During the XX century, most philosophers who have touched on technology have been critical of is impact on mankind (Heidegger, Ellul, Arendt or Gehlen). But on the other hand, the philosophers of ‘transhumanism’ have done an about-face in recent decades to become fans of technology.
But let’s go back for a moment to the importance of the Freedom of Conscience introduced by Sebastian Castellio. Freedom, from the Latin libertas, -ātis, broadly speaking, is the capacity of the conscience to think and act according to the will of the person. From freedom, we get free will or free choice as the belief upheld in philosophical doctrine, whereby people can choose and make their own decisions. This differs from freedom in the sense that it entails the potential to act or not act.
And once again, just like Castellio, we clash with John Calvin, who spread the idea that God, in his sovereignty, decided who was to be saved even before the Creation, as written in the “Synod of Dort”. Calvinists denied free will, concluding that human will, rather than master of people’s own actions, was rigidly predetermined in all their options throughout their lifetimes. Just like Calvin, Determinists have always maintained that all human actions are predetermined and, therefore, freedom is an illusion. They have always tried to explain natural phenomena using mathematics, thus giving rise to the belief that everything in the Universe can be predicted if the initial conditions are known. It is as if they had been waiting for Artificial Intelligence (AE) for centuries.
But can we create a machine that imitates the human brain and gives AI free will? There are two confronting views on this: (a) One says it is possible for mental functions such as conscience or free will to develop in an incomputable (non-algorithmic) way, which means that with our current knowledge we cannot copy it. (b) The other option is that there is nothing in free will that we cannot copy. A “Moral Turing Test” has been proposed and it is believed that current algorithms have less difficulty in passing this ethical test than the original Turing Test. In this case, AI will be able to make decisions just like us, and even better than us.
In a good article by Rebeca Yanke published in the newspaper El Mundo, the German futurist Gerd Leonhard reflected: “We need to define what we want to be and not what we can be. We must agree on how to use technology for the common good and not only to obtain growth and profits. AI, genome manipulation, nanotechnology and climate engineering are the four areas of concern in which an arms race could occur, which might lead to an unsurmountable situation.”
Many questions arise about our technological-humanist future. Knowing that the decision-making process is programmable, who decides what is decided by an algorithm? What ethics must we program with supervision and who should be identifiably responsible for encoding the ethical subroutine? And if we take it to the governing bodies of business groups, will AI be able to make decisions that compromise the company’s sustainability? Will we be able to build a legal system based on neutral AI?
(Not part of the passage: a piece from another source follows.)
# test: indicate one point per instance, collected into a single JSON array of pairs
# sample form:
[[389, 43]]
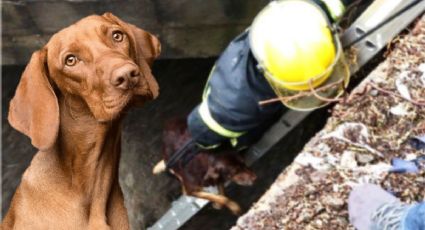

In his book Ética para las máquinas, José Ignacio Latorre, Professor of Quantum Physics, reveals technological Singularity: “If we build increasingly more powerful and autonomous Artificial Intelligence, the time will come when an algorithm can improve itself… Each AI will design the next one, whichwill be even better than itself. This iterative process will continue its unstoppable advance towards incredible intelligence.” We will then have reached Singularity. A Single Superior Intelligence will have been created.
Will we give machines freedom and accept their decisions even though we don’t understand them? I believe that to confront a future Calvinist dogmatism of a Single Superior Intelligence, we only have to recover the “Singularity” of Sebastian Castellio and, as good consiglieres, preserve the Freedom of Conscience and not entrust our humanity exclusively to algorithm.